ACQUA is mainly meant for end users, but it is also of interest to (mobile) network operators and content providers to predict the QoE of their customers and their networks without each time having to run expensive application-level traffic and to involve real users.
Why is ACQUA?
The Internet usage has changed drastically the recent years. We moved from an Internet meant to connect hosts together with basic offered services such as email, file transfer, or remote connection, to an Internet that is meant to consume digital content and that hosts plethora of services of all types including voice over IP (VoIP), video streaming, online shopping, games, news, etc. This has in particular changed the expectation end users have in terms of the quality of the Internet service. We moved from an era where the best effort nature of the Internet was driving the expectations of end users, mostly knowledgeable in Internet technology and Internet protocols, to an era where we want the best possible quality from the Internet and where any interruption of any service can cause frustration at end users with a serious economical impact. This important change has increased the pressure on network operators and service providers, more and more interested by capturing the Quality of Experience at end users, rather than simply capturing the physical properties of their Internet connection (e.g., bandwidth, delay, jitter, or loss rate). For example, a service provider cannot afford to wait for customers’ complaints for having low quality of experience for their main applications, as according to a recent Accenture survey, about 90% of users simply change their network provider when they undergo low service quality without even taking time to give feedback to their operator before leaving. Therefore, it is essential that network operators and service providers have means to continually measure the Quality of Experience (QoE) and improve it as necessary. The difficulty being that, as compared to Quality of Service (QoS), QoE is a subjective measure of end users’ satisfaction with the service they are getting from the network.
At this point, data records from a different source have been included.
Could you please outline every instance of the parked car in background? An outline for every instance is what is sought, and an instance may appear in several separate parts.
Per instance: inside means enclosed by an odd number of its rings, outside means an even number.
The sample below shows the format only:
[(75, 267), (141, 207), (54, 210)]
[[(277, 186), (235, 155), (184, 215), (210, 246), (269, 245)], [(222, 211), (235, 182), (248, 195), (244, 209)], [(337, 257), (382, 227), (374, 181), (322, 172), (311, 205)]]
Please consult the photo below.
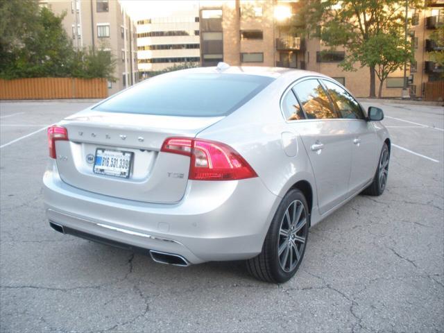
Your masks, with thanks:
[(383, 117), (314, 72), (221, 63), (155, 76), (49, 128), (46, 214), (158, 262), (246, 259), (284, 282), (310, 226), (384, 191)]

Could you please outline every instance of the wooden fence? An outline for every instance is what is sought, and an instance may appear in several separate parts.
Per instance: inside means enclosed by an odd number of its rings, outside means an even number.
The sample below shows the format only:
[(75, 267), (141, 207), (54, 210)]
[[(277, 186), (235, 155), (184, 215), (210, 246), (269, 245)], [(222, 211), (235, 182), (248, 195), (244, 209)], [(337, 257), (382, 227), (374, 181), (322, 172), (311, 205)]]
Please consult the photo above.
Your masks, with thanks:
[(0, 79), (0, 100), (103, 99), (108, 96), (108, 85), (105, 78)]
[(424, 83), (425, 101), (444, 101), (444, 80)]

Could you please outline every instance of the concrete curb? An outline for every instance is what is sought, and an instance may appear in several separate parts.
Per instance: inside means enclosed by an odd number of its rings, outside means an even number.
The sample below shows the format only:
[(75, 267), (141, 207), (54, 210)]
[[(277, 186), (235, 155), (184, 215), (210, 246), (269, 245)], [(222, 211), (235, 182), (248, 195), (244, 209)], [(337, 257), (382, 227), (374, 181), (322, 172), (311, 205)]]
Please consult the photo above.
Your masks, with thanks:
[(432, 105), (443, 106), (444, 102), (435, 102), (431, 101), (411, 101), (410, 99), (357, 99), (360, 102), (366, 103), (386, 103), (388, 104), (411, 104), (413, 105)]

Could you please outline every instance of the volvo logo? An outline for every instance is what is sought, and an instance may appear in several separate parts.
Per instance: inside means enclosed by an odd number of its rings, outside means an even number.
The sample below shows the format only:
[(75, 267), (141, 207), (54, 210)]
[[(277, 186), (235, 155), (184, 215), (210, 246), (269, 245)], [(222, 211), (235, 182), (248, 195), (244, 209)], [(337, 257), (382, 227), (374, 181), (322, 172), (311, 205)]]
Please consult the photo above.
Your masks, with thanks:
[(91, 164), (94, 162), (94, 155), (92, 154), (88, 154), (86, 155), (86, 162)]

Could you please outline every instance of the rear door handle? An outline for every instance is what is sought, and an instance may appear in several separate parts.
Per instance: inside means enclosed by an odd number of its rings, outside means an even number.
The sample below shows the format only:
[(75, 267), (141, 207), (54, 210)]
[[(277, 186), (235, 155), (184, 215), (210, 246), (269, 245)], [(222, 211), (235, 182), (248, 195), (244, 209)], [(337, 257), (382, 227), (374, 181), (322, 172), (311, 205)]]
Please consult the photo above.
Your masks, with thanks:
[(313, 151), (321, 151), (323, 148), (324, 148), (324, 145), (323, 144), (314, 144), (311, 145), (311, 150)]

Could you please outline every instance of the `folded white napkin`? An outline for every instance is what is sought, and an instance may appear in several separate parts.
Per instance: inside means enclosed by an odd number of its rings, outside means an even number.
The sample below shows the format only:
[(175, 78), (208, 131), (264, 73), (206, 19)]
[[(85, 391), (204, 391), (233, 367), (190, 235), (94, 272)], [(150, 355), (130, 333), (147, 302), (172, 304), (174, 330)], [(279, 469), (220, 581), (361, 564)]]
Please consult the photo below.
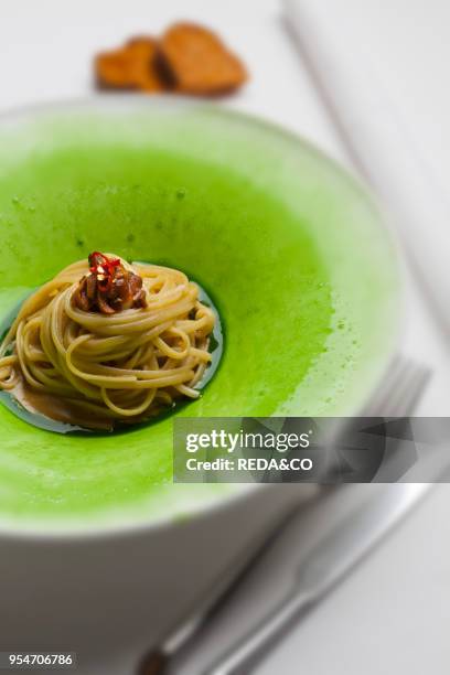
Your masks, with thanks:
[[(435, 315), (450, 331), (450, 205), (383, 83), (358, 61), (326, 3), (283, 0), (286, 19), (341, 140), (397, 226)], [(338, 22), (339, 23), (339, 22)]]

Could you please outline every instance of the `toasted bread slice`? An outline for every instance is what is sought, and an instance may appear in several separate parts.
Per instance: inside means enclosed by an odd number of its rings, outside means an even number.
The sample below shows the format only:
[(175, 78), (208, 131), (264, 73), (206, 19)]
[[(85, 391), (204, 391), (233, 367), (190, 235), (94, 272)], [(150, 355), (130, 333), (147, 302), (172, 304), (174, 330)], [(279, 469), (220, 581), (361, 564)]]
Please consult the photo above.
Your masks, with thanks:
[(239, 58), (201, 25), (173, 24), (162, 36), (159, 51), (160, 64), (179, 92), (222, 94), (236, 89), (248, 77)]

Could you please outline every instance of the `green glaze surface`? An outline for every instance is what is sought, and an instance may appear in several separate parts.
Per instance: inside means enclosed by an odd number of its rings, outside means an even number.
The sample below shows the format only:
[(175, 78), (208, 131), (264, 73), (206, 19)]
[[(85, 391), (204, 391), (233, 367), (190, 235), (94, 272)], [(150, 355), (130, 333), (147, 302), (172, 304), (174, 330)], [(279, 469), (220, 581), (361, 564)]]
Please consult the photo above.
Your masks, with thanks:
[[(355, 413), (392, 352), (397, 276), (366, 194), (276, 129), (175, 103), (92, 103), (0, 125), (0, 321), (93, 250), (192, 275), (225, 350), (188, 416)], [(172, 485), (172, 418), (61, 436), (0, 405), (0, 523), (176, 517), (229, 492)]]

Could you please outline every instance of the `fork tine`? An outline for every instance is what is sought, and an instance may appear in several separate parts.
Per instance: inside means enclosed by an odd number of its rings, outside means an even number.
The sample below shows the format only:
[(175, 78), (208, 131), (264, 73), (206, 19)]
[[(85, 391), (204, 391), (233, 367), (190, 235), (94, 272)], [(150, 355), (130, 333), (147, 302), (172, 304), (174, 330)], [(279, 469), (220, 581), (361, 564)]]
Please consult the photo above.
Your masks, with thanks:
[(404, 394), (397, 404), (396, 417), (407, 417), (414, 413), (430, 377), (429, 368), (411, 365), (409, 377), (404, 384)]

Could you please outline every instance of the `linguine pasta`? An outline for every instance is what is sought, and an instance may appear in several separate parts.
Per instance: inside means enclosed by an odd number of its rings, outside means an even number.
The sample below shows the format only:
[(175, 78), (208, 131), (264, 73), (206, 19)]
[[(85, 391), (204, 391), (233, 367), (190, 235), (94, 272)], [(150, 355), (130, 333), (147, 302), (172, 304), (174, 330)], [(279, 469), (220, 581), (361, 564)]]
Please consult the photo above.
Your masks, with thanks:
[(116, 262), (141, 278), (143, 306), (81, 309), (74, 298), (92, 272), (85, 260), (69, 265), (23, 303), (0, 349), (0, 388), (22, 403), (28, 392), (38, 409), (40, 397), (64, 401), (75, 424), (92, 426), (143, 419), (199, 396), (215, 317), (197, 286), (175, 269)]

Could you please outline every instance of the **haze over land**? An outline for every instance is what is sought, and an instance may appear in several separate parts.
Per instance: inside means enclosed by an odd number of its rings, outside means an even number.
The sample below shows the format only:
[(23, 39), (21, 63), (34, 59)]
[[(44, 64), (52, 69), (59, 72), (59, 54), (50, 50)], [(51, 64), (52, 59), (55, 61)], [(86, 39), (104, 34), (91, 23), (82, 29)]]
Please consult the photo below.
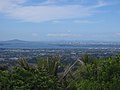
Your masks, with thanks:
[(120, 41), (120, 0), (0, 0), (0, 41)]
On the other hand, end users themselves are mostly equipped with measurement tools that observe physical performance of their Internet connection (e.g., bandwidth, delay, and loss rate) without providing Quality of Experience information. Despite the presence of basic QoE indicators in popular applications like Skype or Viber, there is a lack of a general solution for a fine-grained evaluation of the quality of Internet access in terms of QoE. A general solution to assess QoE would help end users and providers as on the one hand it would provide end users with a feedback that they can easily understand, and hence avoid confusion in the way they interpret the performance of their Internet access, and on the another hand, it would give providers an invaluable means for the profiling of the Internet accesses in terms of applications that can run with their QoE, hence allowing them a more transparent relation with their customers.